Mais bien sûr, qui peut oser pointer du doigt le désormais numéro deux de l’administration de la première puissance mondiale ?

Reste que la fameuse accusation d’antisémitisme semble frappée d’obsolescence, depuis que le terme galvaudé, utilisé pour faire taire toute critique de la politique génocidaire d’Israël, a perdu toute crédibilité. La presse française use à satiété du terme pour éviter justement de se retrouver sous les feux des gardiens du temple, qui changent au gré de l’actualité.

Si le terme « antisémitisme » désigne toute forme d’hostilité ou de discrimination envers les Juifs en tant que groupe religieux, ethnique ou racial, une nouvelle définition de l’antisémitisme a été inventée. Elle inclut désormais la critique de l’État hébreu, faisant de l’antisionisme également « une haine des Juifs ». Haïr la politique d’épuration des Palestiniens par Israël peut être aussi ignoble que le sentiment de haïr les Juifs.

La question elle-même relève de l’absurde. Tout d’abord, l’État d’Israël est considéré comme illégitime par bon nombre de Juifs (l’opposition juive au mouvement sioniste précède d’ailleurs la proclamation de l’État d’Israël en 1948). Un grand nombre de Juifs, qui n’ont jamais quitté le pays qui les a vus naître, ne sont pas israéliens.

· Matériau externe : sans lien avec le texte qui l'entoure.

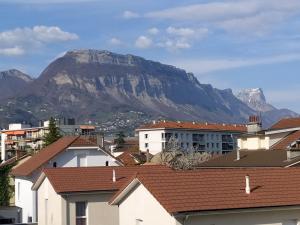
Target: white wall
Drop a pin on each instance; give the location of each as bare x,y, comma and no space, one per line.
254,143
93,157
288,217
155,139
24,197
141,205
68,158
50,210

On a ainsi inversé le raisonnement : au lieu de dénoncer le sionisme, qui est lui-même une idéologie raciste, fondée sur les horribles crimes de guerre perpétrés chaque jour contre le peuple palestinien, le nettoyage ethnique de la population palestinienne et la construction de colonies illégales dans les territoires palestiniens occupés, on a imaginé toutes sortes de décrets et d’accusations fallacieuses, soutenues par une batterie de lois iniques, pour taire toute critique de ces crimes contre l’humanité.

Ce qui fausse le tableau, c’est qu’aujourd’hui, une partie de plus en plus visible de la communauté juive et de ses représentants, soutenue par de nombreux intellectuels français (pour des raisons qui ne relèvent pas forcément du courage intellectuel), utilise systématiquement une pseudo-judéophobie pour faire taire toute voix dissonante s’attaquant à la politique militaire et coloniale menée par le gouvernement de Netanyahou.

Malheureusement, le suicide des gouvernements israéliens, qui ont vendu aux Juifs du monde entier la chimère d’un État prospère bâti sur les cadavres des Palestiniens, a invisibilisé le courage et la parole de ces rares Juifs qui militent encore pour une paix juste au Proche-Orient, même si l’intolérable chantage à l’antisémitisme ne les concerne pas.